Browse by region interface for Papers Past in 2007.
The OCR process itself is super-interesting but we wanted to talk today about Greenstone, the application behind the website. Greenstone is a digital library platform that came out of a University of Waikato research project about 10 years ago. There's been some quite amazing technical developments as part of this project and it's worth making a big deal about it because it's open source and we hope the work will be reused. A big up to the team at DL Consulting who have been leading the Greenstone work for us (plus also Click Suite for their user interface work, Gordon Paynter, Tracy Powell and the rest of the team at the National Library).
The main challenge was really about scale. The collection contains 46,927 newspaper issues with searchable text (comprising 254,295 pages and 3,161,143 articles) and 160,740 newspaper issues without searchable text (comprising 865,071 pages). As the OCR process continues the number of full-text pages will rise to over one million... and that presented some challenges for Greenstone.
A significant amount of "streamlining" was done to ensure the system worked well with such a large amount of data. First, the systems for importing the data in to Greenstone were optimised to be as fast as possible, as even a very minor bottleneck became significant when processing millions of articles. Likewise the display-time code was carefully streamlined for optimum performance.
The size of the metadata is also quite extraordinary. Aside from the typical content metadata, we also needed to store the bounding co-ordinates (the location) of every single word and article within a page. This is to support new interface features that highlight search phrases on top of the images scans, and to also allow users to switch between page and article level views. This bounding metadata was extracted from the digital images into the METS /ALTO XML format, and was something that had to be custom-built for Greenstone. It seems crazy... but the amount of metadata for each page is typically bigger in size than the source TIFF image file.
We worked through all these issues, and were very pleased to hear that DL Consulting have been granted research funding from the Foundation for Research Science and Technology (since merged into MSI) to continue their work, allowing Greenstone to scale to even larger collections.
While the redevelopment grew from the need to provide better text search facilities there is also a recognition that, for reading online, the image (as opposed to HTML text) version will be preferable for many users. This is because the OCR process is not perfect so some letters can get muddled in the HTML text version. It is for this reason that image viewing is still an important part of the site. A new image server was built using Perl to dynamically extract and cache web friendly GIF versions.
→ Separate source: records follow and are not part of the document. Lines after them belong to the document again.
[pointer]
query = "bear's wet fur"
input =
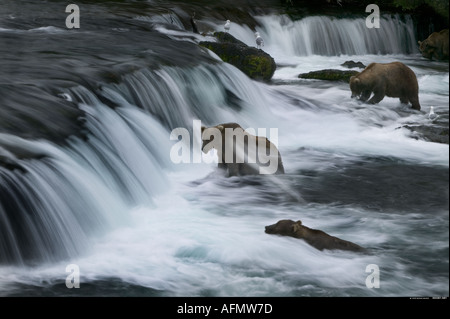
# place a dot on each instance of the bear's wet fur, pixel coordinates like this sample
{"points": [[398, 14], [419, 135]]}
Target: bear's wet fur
{"points": [[236, 168], [393, 79], [314, 237]]}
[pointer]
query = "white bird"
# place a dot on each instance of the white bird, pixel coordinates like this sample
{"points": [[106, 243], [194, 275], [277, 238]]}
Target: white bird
{"points": [[227, 26], [432, 116], [259, 40]]}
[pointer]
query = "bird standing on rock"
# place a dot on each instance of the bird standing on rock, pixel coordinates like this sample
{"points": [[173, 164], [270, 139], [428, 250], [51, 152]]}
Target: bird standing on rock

Another enhancement to Greenstone involved improving the integration with Lucene. One of the reasons we went with Lucene is that it provides support for fuzzy search which helps with the search across imperfect OCR text. Greenstone already had Lucene support available, but it needed some tweaking so it could scale to the 50 GB of text that is estimated the site will grow to.
The Lucene development work has already been returned back to the open source community, and there are plans to also contribute the METS / ALTO import process, the image server, and the core enhancements to the scalability of Greenstone. We're feeling good about the relaunch of the site and it will be interesting to see how it goes down with users.